Telekardiologie braucht gute Ausbildung und Fachkräfte

Die Medizintechnologie ist ein großer Markt und bietet hervorragende Berufsaussichten. Quelle: BVMed

Die Informationstechnologie des 21. Jahrhunderts durchdringt auch den Gesundheitsbereich. Doch die Möglichkeiten der IT sind noch nicht ausgeschöpft.

IT-Dienstleister entwickeln spezielle Krankenhaus-Informationssysteme, Praxis-Informationssysteme und Software für Labor, Radiologie und Apotheke. Ein umfassendes Netz von elektronischen Krankenakten, auf die ein medizinischer Leistungserbringer in kürzest möglicher Zeit und ungeachtet räumlicher Distanzen Zugriff hat, bietet enorme Vorteile: besonders in Notfallsituationen ist die schnelle Verfügbarkeit von Patientendaten wichtig und wertvoll. Möglichkeiten der Qualitätsverbesserung ergeben sich auch aus der Vermeidung von Fehlern aufgrund von mangelnder Information über die individuelle Anamnese sowie von unnötigen Mehrfachuntersuchungen.

Ebenfalls technisch möglich, aber noch nicht flächendeckend installiert sind E-Health-Anwendungen (Telemedizin). Dabei können Diagnostik und Therapie über eine räumliche oder zeitliche Distanz zwischen Patienten, Arzt und Apotheker hinweg mittels moderner Kommunikationsmedien durchgeführt werden.

Wir sehen bei der Digitalisierung der Gesundheit deutlichen Nachholbedarf und beschäftigen uns daher intensiv mit dem Thema. „Die wirtschaftliche Bedeutung des Gesundheitssektors, aber auch die Unverzichtbarkeit einer guten Gesundheitsversorgung verlangen, dass die Potenziale der Digitalisierung im Gesundheitsbereich besser genutzt werden“, sagte Dr. Markus Kerber, Hauptgeschäftsführer des BDI, anlässlich einer Veranstaltung des BDI zur „Digitalisierung der Gesundheit“ im Mai 2015 in Berlin. Konkret bietet die Digitalisierung wichtige Vorteile für Patienten, wie geringere Wartezeit, zeitnahe Diagnostik und leichteren Zugang zu Fachärzten. Vorteile für die ärztliche Praxis liegen ebenso auf der Hand: Steigerung der Diagnose- und Therapiesicherheit, effektiveres Arbeiten, zufriedenere Patienten. Wir brauchen dafür ein klares Bekenntnis der Politik zur Digitalisierung der Gesundheit als ressortübergreifende Aufgabe. Aber auch die Unternehmen müssten ihre Produkte und Fähigkeiten hinterfragen und ihre digitale Reife erhöhen.

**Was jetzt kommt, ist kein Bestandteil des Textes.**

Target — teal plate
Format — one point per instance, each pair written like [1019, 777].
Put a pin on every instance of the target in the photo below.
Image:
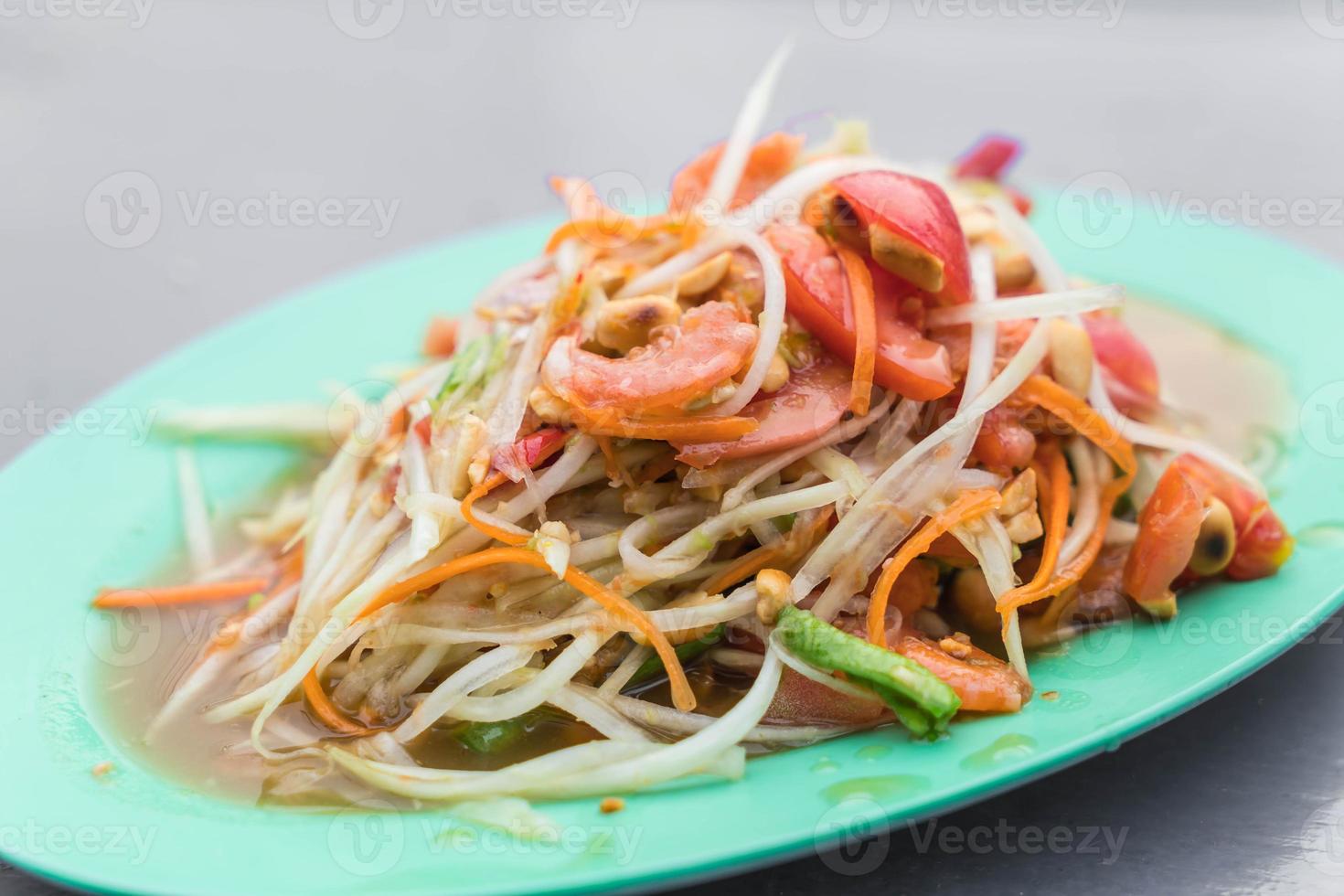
[82, 511]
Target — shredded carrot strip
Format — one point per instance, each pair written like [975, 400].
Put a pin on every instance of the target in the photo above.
[614, 469]
[292, 571]
[205, 592]
[1069, 407]
[1052, 489]
[657, 468]
[328, 712]
[682, 430]
[608, 229]
[781, 552]
[1083, 418]
[966, 507]
[691, 229]
[864, 326]
[480, 526]
[745, 567]
[626, 613]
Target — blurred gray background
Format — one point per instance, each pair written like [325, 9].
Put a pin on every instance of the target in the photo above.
[449, 116]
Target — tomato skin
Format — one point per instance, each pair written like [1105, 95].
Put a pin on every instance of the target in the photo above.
[1263, 540]
[988, 159]
[906, 363]
[441, 337]
[1168, 527]
[773, 157]
[709, 347]
[800, 700]
[983, 681]
[812, 402]
[918, 211]
[1004, 443]
[1129, 369]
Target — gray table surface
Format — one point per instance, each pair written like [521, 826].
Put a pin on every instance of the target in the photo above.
[453, 117]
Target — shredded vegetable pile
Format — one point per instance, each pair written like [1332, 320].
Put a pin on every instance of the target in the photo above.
[835, 430]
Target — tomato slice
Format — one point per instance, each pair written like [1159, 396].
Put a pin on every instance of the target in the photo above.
[528, 450]
[1004, 443]
[1168, 527]
[907, 363]
[1128, 367]
[983, 681]
[806, 406]
[803, 701]
[988, 159]
[1263, 541]
[917, 217]
[680, 364]
[773, 157]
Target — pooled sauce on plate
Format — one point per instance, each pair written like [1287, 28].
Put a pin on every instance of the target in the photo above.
[1234, 397]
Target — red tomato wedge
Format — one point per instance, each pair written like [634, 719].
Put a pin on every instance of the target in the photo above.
[528, 450]
[1263, 540]
[906, 361]
[983, 681]
[803, 701]
[806, 406]
[773, 157]
[680, 364]
[988, 159]
[912, 229]
[441, 337]
[1131, 372]
[1168, 527]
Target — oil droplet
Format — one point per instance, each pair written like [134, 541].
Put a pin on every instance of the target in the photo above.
[1007, 749]
[1072, 700]
[878, 787]
[1323, 535]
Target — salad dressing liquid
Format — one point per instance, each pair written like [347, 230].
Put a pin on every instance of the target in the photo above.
[1238, 398]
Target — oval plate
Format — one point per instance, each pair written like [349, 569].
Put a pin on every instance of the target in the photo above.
[85, 511]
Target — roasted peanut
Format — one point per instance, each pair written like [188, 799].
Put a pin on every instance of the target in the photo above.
[625, 323]
[702, 278]
[777, 375]
[773, 592]
[686, 602]
[549, 406]
[1070, 357]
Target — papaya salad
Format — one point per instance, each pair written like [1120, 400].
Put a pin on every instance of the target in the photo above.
[831, 443]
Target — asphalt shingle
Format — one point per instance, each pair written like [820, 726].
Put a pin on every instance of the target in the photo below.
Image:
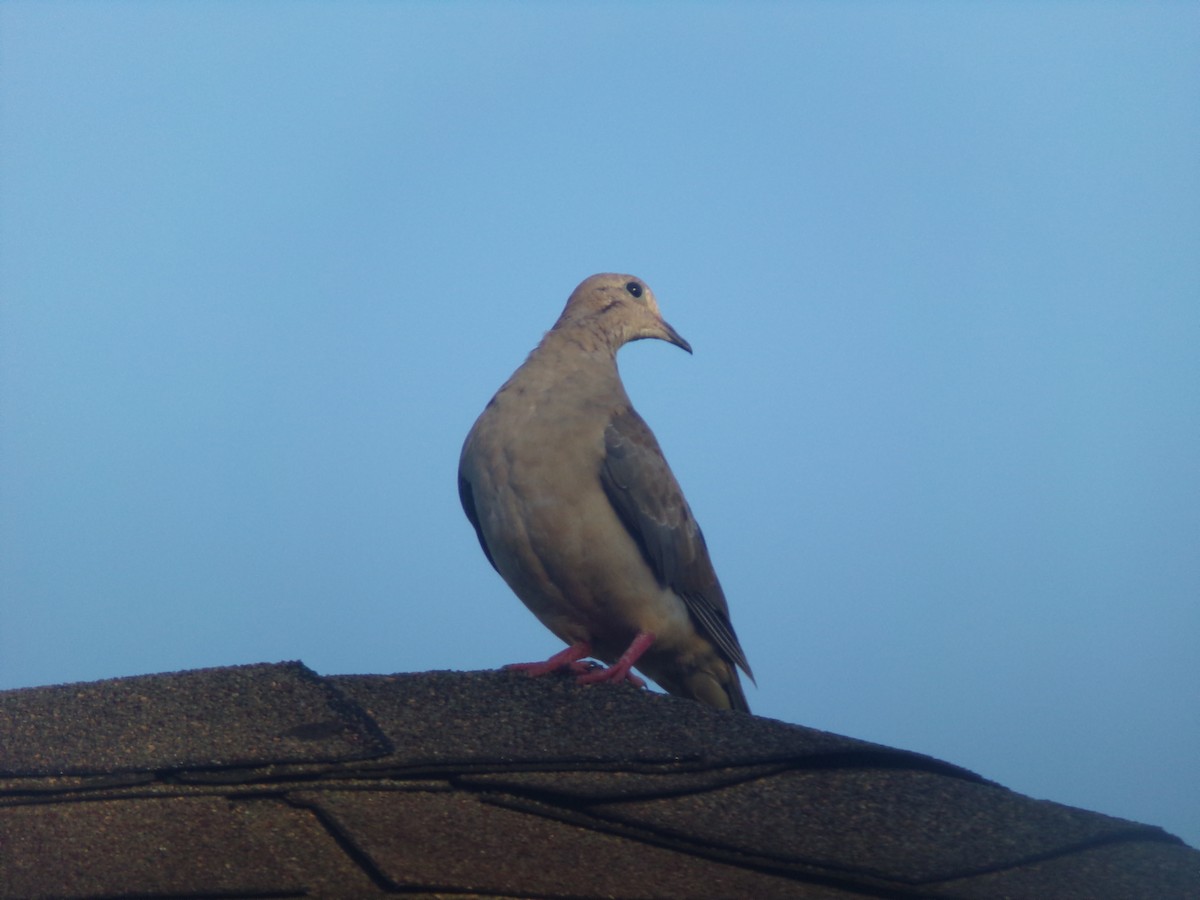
[270, 780]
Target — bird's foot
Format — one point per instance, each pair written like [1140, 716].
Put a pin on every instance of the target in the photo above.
[621, 671]
[571, 660]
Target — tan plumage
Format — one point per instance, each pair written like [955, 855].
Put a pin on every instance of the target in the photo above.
[577, 510]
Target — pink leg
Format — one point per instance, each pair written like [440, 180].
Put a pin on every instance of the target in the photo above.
[619, 671]
[568, 659]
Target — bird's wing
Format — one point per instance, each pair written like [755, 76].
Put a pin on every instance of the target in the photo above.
[648, 501]
[467, 497]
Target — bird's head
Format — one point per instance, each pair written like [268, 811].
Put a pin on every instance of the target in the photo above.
[619, 309]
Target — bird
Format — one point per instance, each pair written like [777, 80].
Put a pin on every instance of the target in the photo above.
[579, 511]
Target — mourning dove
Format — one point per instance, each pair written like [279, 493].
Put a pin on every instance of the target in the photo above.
[577, 510]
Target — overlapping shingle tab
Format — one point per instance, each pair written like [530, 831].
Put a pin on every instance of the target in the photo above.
[270, 780]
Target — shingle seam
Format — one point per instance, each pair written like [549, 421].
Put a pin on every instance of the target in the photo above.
[808, 871]
[352, 851]
[1139, 834]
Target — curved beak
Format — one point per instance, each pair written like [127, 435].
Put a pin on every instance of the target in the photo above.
[672, 336]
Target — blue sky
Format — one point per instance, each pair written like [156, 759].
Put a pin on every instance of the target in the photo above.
[263, 264]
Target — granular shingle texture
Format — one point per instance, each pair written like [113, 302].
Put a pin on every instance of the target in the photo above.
[270, 780]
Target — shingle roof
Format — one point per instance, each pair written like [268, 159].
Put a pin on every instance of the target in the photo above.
[270, 780]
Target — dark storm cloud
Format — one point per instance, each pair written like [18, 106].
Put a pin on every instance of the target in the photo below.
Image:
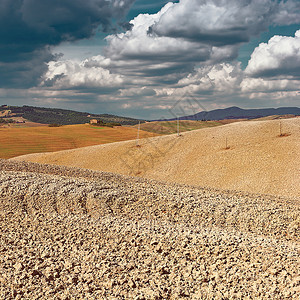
[220, 22]
[29, 27]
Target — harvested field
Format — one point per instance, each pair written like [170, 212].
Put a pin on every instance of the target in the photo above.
[169, 127]
[70, 233]
[256, 159]
[20, 141]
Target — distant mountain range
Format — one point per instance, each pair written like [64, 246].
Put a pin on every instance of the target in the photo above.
[239, 113]
[62, 116]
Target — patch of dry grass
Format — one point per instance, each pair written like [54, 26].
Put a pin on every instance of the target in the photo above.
[20, 141]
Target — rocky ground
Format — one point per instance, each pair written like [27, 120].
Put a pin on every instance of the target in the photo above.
[68, 233]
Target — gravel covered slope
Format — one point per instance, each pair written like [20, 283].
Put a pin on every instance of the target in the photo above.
[74, 233]
[256, 159]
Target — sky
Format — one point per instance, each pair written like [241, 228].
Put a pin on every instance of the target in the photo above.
[150, 59]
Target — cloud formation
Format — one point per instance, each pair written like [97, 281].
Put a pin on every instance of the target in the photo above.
[279, 57]
[29, 27]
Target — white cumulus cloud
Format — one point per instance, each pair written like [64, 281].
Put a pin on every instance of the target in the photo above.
[279, 57]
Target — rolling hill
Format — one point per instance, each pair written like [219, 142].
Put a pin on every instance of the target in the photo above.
[239, 113]
[256, 160]
[62, 116]
[20, 141]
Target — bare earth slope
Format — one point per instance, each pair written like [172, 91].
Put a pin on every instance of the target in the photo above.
[69, 233]
[258, 160]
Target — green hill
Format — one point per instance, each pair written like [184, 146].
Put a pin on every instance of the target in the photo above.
[65, 117]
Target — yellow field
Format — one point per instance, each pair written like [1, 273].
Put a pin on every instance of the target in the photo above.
[169, 127]
[20, 141]
[246, 156]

Veränderungen, wie sie die Digitalisierung mit sich bringt, schaffen einerseits neue Anwendungen, schüren andererseits aber auch Bedenken und Angst. Angst wiederum schürt Widerstand. Das ist in vor allem im Gesundheitssektor spürbar und verständlich, denn hier geht es um besonders sensible Daten. Es geht aber auch um die Möglichkeiten, die uns die Digitalisierung für die Verbesserung unserer Gesundheitsversorgung bietet. Diese Möglichkeiten müssen wir bewusst einsetzen. Um diese aber bewusst einzusetzen, brauchen wir das Wissen, wie man mit Digitalisierung umgeht.